Larry Williams is one of the best traders of the last decades and here he leaves many pearls. The objective of this book is to demonstrate the non-randomness of the markets through proven patterns and strategies where strategies and backtests are shown. He has a first part about this content and a second part dedicated to his experience in a more personal way.

Inside this book are strategies that were created decades ago and are still working. Larry Williams has won several trading competitions and I personally apply some of the patterns I have learned from him.

Quantitative Trading – Ernest Chan

This is one of the first books I read on quantitative trading. Contributes interesting ideas about the statistical arbitrage. It develops the concept of seasonality and generates a quite original mental framework.

The systems that Ernest Chan usually proposes are quite theoretical and are not easy to implement. Even so, you can get many ideas from everything it transmits. He also talks about risk, backtesting, cointegration, correlation, and many other concepts that are important.

3. [Extra]: Books that can help you in your trading whether you are an expert or a novice

Now we are going with books that, despite not being about trading, can help you improve it. How is this possible? Because they deal with issues that are perfectly transferable to the world of investment and trading.

Beginnings – Ray Dalio

Ray Dalio is one of the people who has inspired me the most. This book seemed brutal to me, as the title indicates, it reflects principles not only at the work level, but as a philosophy of life. Open-mindedness, transparency and the ability to rise up are some of the messages that he transmits and teaches. He also defends the union algorithms and people to work and explains how he does it.

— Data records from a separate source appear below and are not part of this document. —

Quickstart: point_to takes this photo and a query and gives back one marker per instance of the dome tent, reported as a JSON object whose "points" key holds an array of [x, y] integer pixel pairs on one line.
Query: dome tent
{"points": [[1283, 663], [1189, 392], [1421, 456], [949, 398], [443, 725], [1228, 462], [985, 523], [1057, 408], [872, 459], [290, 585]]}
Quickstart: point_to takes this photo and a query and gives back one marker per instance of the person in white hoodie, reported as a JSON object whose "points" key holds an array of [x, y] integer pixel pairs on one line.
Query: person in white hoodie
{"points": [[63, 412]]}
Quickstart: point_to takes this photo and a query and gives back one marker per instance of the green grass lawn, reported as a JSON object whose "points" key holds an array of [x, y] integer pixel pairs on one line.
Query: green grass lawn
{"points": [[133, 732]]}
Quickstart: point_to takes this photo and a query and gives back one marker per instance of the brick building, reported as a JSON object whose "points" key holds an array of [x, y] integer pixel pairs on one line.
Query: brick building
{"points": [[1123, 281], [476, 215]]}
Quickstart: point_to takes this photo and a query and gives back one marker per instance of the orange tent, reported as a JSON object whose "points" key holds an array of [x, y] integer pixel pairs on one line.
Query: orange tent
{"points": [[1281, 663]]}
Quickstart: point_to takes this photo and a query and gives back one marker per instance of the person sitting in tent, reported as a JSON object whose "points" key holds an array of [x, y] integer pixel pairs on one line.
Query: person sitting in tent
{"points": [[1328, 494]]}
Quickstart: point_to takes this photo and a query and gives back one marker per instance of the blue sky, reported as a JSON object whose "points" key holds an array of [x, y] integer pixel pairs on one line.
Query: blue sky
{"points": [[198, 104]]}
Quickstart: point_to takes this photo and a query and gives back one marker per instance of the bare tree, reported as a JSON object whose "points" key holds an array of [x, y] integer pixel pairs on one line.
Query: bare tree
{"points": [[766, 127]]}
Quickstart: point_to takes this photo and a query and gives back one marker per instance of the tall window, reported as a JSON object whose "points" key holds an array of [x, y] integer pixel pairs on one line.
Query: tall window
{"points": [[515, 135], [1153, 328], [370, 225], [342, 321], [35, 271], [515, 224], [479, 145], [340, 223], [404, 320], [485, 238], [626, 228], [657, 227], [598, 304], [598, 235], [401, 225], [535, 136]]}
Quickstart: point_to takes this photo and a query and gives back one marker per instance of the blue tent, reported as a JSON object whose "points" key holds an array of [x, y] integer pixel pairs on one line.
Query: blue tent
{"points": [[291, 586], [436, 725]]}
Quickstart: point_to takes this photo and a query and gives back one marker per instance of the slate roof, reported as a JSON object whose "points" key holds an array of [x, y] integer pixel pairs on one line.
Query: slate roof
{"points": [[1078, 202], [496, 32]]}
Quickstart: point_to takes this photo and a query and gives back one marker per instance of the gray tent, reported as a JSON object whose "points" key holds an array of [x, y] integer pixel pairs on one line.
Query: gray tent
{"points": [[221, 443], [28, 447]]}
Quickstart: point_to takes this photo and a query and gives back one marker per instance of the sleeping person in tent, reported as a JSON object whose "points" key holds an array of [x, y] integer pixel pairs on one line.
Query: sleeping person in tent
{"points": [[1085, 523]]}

In the book, Ray Dalio constantly shares experiences and situations that make reading it quite enjoyable, especially in the part about principles of life. If you didn’t know him, he is the founder of Bridgewater, the world’s largest hedge fund.

Antifragile – Nassin Taleb

Nassin Taleb has become quite popular in recent years and you probably know him because he has other very good books such as “The Black Swan”. In this, he develops the idea that it is positive or preferable to stress something constantly than not to do it and when an unlikely event happens, it will take everything away. He works a lot on the concept of sturdinessvery important in trading.

Basically it tells us that anything that is not exposed to that fragility will not prosper and will end up incurring a greater risk. He puts many examples from day to day that will make you reflect.

I know that there are very good stock market books that can be more general or focus on other areas such as fundamentals, value or finance that you may have missed, but I have selected only those that seem interesting to me in trading.

And now I ask you, if you had to recommend him one trading book your son to learn, what would it be? I read you in comments.